I Cardiopoetica, collettivo formato da Fabio Appetito, Marco de Cave e Mariano Macale, si muovono sulla scena poetica italiana da ormai diversi anni, inseguendo il progetto di una poesia che modernizzandosi si faccia ancora spazio nel trafficato mondo della letteratura contemporanea. Traendo ispirazione da svariati autori, da Montale a Neruda, dalla Merini alla Beat Generation americana, i Cardiopoetica studiano un metodo promozionale del tutto innovativo, volto a portare “fisicamente” i propri versi tra la gente, muovendosi in lungo e in largo per l’Italia e cogliendo un bacino d’utenza, sempre in crescita, decisamente ampio e variegato.

Dopo l’esordio con State scherzando, vero? (Ensemble, 2012), volume pubblicato senza l’effige di Cardiopoetica, e il successo di Resushitati, sono tornati lo scorso anno in libreria con Quanto silenzio, amore mio, per una parola vera (Ensemble, 2017) del quale dicono: «È il resoconto delle nostre possibilità, perché se la sola idea di poesia dimostra che tutto è possibile, allora perfino morire e scriverci un libro sopra è stata la nostra mimesi di felicità».

 

Come ha preso piede l’idea di dare vita al collettivo Cardiopoetica?
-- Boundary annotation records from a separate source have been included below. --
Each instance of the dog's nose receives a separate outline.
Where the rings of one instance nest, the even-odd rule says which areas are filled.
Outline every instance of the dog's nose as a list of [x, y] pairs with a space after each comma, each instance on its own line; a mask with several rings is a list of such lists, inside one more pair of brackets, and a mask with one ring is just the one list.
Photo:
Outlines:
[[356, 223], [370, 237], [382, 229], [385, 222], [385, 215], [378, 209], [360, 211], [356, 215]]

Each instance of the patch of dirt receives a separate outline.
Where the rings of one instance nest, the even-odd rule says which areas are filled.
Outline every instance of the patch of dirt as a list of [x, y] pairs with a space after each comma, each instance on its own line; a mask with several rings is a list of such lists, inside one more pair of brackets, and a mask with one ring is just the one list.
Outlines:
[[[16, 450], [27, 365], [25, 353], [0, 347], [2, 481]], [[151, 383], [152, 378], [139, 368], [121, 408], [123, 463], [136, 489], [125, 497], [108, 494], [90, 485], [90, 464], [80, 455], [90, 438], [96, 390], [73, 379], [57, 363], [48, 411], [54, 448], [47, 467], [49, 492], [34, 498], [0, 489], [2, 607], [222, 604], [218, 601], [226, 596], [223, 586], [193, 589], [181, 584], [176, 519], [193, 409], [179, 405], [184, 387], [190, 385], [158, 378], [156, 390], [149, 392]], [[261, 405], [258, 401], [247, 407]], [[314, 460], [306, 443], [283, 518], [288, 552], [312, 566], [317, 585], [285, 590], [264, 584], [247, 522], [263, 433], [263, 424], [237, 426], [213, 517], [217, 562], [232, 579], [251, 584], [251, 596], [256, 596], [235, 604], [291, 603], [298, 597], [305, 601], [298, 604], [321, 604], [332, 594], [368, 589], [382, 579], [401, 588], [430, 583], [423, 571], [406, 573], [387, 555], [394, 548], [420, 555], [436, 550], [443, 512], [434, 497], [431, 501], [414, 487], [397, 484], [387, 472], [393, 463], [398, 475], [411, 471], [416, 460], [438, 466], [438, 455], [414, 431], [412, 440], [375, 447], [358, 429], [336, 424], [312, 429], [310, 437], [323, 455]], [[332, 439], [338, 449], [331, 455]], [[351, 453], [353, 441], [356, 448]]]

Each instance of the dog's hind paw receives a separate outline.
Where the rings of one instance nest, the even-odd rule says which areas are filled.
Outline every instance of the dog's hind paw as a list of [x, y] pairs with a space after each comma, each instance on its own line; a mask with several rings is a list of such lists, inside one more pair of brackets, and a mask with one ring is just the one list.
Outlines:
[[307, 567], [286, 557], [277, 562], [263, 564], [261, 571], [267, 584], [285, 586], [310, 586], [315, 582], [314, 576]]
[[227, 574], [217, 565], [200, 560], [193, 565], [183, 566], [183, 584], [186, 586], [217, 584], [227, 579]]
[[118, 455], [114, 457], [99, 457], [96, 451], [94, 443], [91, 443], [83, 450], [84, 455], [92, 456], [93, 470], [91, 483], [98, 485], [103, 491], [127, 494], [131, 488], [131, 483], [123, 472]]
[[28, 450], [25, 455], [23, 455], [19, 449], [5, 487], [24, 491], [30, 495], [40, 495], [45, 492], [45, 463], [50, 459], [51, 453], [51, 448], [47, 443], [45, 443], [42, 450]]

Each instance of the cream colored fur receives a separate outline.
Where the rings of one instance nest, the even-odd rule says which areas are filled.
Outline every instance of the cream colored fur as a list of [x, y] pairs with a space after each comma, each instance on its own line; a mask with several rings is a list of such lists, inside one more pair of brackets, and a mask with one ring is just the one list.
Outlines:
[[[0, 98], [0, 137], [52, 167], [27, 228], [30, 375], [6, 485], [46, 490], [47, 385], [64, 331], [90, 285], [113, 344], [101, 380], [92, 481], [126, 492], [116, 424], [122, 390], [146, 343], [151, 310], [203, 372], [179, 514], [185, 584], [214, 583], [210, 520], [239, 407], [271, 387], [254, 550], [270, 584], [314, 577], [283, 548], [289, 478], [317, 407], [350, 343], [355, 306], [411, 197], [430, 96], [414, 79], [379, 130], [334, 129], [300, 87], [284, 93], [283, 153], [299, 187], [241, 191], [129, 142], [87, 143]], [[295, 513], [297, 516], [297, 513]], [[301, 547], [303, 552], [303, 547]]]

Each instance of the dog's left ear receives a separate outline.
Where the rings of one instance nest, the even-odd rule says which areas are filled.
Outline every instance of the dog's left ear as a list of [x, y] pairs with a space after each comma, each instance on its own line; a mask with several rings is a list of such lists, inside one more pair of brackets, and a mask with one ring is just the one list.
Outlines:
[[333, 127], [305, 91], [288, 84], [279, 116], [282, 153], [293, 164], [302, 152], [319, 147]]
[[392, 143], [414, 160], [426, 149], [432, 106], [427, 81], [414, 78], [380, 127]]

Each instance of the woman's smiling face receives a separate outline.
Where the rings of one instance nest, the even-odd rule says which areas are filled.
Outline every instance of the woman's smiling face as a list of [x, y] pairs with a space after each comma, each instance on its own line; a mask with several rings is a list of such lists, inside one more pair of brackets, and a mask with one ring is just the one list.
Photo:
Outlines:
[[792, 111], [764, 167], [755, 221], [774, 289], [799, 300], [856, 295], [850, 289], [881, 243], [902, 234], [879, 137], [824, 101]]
Solitamente si ha della poesia un’idea di individualità…

Cardiopoetica nasce da un approccio comune alla vita, da una visione che, pur diversificata, ci trova in armonia su molti aspetti funzionanti, esattamente come un mosaico: ogni tessera mantiene la sua unicità ma a uno sguardo d’insieme risulta chiara la direzione di tutte le tessere. Ecco, Cardiopoetica è il mosaico delle nostre emozioni. Chiaramente abbiamo background (oggi vanno di moda questi anglicismi) differenti, eppure alla fine riusciamo a convergere sul tipo di mondo che vogliamo disegnare. Pensiamo infatti che fare poesia equivalga a fare politica. Il mondo non è lo stesso dopo che dei versi sono stati scritti: la scrittura raddrizza il ramo, decide se deve curvare in alto o in basso, dove far nascere i germogli, con quali altri rami intricarsi o separarsi. Fare poesia significa attuare un cambiamento. Persino una comune poesia d’amore, se scritta con un maturo linguaggio poetico, con una visione che nasce da un vissuto e non per relata referens, è un atto di cambiamento, un’azione che plasma. Prima non c’era, adesso c’è. E chi verrà dopo, anche senza saperlo, dovrà farci i conti.

 

A tal proposito, cosa vi accomuna e cosa vi diversifica?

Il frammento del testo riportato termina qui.